Foreign creditors lining up to seize assets have met a wall of frustration in Indonesia, partly because of an antiquated and badly-written bankruptcy law that has thwarted efforts to force debtor companies and banks into liquidation.
"A good start would be to write a better bankruptcy code," said Sandra Lawson, a U.S.-trained lawyer and political risk analyst at Goldman Sachs.
"That could be done really quite quickly because there are all sorts of model codes, and Indonesia has all sorts of foreign advisers able to draft one," she said.
Virtually no Indonesian banks or corporations have gone into liquidation despite a relentless slide in the rupiah that has lifted debt service costs to impossible levels.
As Indonesia's economy grinds to a halt with exporters unable to find credit to finance raw materials, Indonesian borrowers have simply stopped servicing their debts in the knowledge that creditors were powerless to respond, analysts said.

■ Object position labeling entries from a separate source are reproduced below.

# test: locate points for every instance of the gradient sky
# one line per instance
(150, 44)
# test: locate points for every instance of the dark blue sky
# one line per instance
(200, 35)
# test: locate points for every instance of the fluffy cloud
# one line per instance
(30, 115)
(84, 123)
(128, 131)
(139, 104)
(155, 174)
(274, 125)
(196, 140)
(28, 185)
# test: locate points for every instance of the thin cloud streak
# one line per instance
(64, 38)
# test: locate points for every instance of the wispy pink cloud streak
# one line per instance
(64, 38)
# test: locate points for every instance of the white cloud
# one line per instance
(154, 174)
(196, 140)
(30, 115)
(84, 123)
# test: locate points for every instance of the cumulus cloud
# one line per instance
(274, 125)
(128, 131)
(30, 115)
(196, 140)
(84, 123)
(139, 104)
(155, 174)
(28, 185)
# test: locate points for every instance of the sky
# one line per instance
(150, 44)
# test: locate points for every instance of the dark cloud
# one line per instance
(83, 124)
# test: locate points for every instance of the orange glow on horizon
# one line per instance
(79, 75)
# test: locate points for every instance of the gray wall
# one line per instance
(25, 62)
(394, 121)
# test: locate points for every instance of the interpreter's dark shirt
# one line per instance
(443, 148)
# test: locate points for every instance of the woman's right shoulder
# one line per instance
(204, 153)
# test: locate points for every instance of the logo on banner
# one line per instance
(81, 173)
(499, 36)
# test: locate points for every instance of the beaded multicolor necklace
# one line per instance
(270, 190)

"The bankruptcy laws are extremely vague in Asia and foreign creditors don't have much power, especially since they have to enforce their claims in local courts," said Mark Faber, fund manager and Asia expert.

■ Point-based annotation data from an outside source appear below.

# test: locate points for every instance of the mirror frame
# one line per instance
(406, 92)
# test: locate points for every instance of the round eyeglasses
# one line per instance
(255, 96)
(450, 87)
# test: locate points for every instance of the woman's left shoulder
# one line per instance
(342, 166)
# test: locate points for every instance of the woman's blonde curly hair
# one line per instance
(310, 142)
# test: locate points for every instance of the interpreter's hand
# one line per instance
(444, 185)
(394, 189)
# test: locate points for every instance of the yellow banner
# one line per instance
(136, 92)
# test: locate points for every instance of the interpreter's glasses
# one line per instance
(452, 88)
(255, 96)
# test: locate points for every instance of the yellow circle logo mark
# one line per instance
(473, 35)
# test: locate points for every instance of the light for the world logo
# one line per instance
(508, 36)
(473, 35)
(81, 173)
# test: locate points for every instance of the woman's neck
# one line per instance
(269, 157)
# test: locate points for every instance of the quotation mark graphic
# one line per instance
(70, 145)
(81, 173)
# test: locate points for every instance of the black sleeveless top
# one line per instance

Asian corporations, many of them widely diversified conglomerates dominated by politically-connected families, would exploit the situation to their advantage, Faber said.

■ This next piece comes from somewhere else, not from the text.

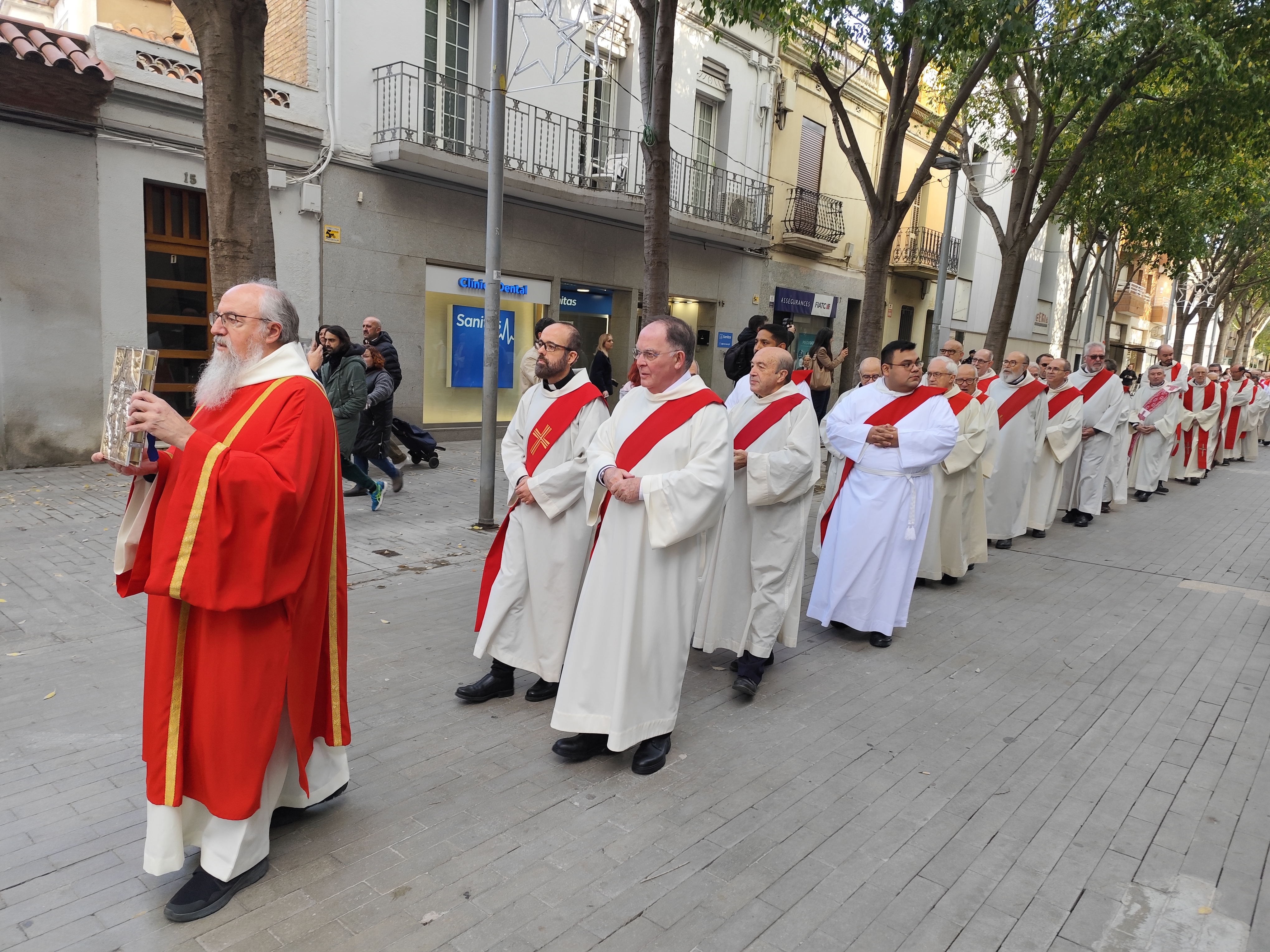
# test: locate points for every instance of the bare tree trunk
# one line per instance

"I think the families will keep the assets," he said.
Indonesia's bankruptcy code is considered the least advanced among Asian nations. Experts said only Hong Kong and Singapore had effective legislation, with Malaysia a distant third.
Thailand ranked last with Indonesia until it made a commitment to revise its old bankruptcy code, something that went some way to restoring foreign confidence.
Even if Indonesia followed Thailand's example, there were big hurdles to overcome, including an overworked and understaffed judiciary and the time required to win legislative approval and train judges, Lawson said.
Cultural resistance was another obstacle.
After years of relying upon relationships to guide economic and lending decisions, some Asian nations were confronting the prospect of a law-based system for the first time.
"You may not need formal legal protection if you can rely on channels outside the legal system," Lawson said. "I don't really want to say this is part of corruption, but you don't even need to go that far to say it's an outdated model."
The Asian system was completely alien to the West, where lending decisions were based on credit analysis to establish a borrower's ability to meet obligations, said Dalhaise.
"Here you lend because you're told to lend, or he's a friend or because you believe his family's honest... or you believe he's going to give you something in return, or you're plainly cheating and lending someone else's money," he said.
The Asian system also depended heavily upon collateral, where borrowers forfeit assets in return for loans.
This was one of the overriding causes of structural fragility undermining Asia's banking system and threatening the broader economy as a whole, Roy Ramos, head of banking research at Goldman Sachs, said.
"I think it's fair to say that in most parts of Asia there is an undue reliance on collateral values, and not enough attention to cash flows," Ramos said this week in Hong Kong.
Although foreign bankers demanding their money back have won little sympathy in crisis-hit Asia, their decision to lend in Asia was not as stupid as it now seems, the analysts said.
"Many of these guys went in with their eyes wide open," said Dalhaise. "The problem was they relied too much on the bicycle theory -- that as long as you don't slow down too much the bicycle will keep on rolling."
The region's extraordinary growth rates lent confidence to borrowers ability to service debt -- until creeping problems torpedoed the entire region.
"And perhaps the foreigners were blinded by the fact they all thought that local banks and in many ways a number of local companies would never go bust because there was that implied protection by the authorities," he said.
Analysts said foreign bankers left holding a bag of bad Indonesian debt had just two options: rollovers or write-offs.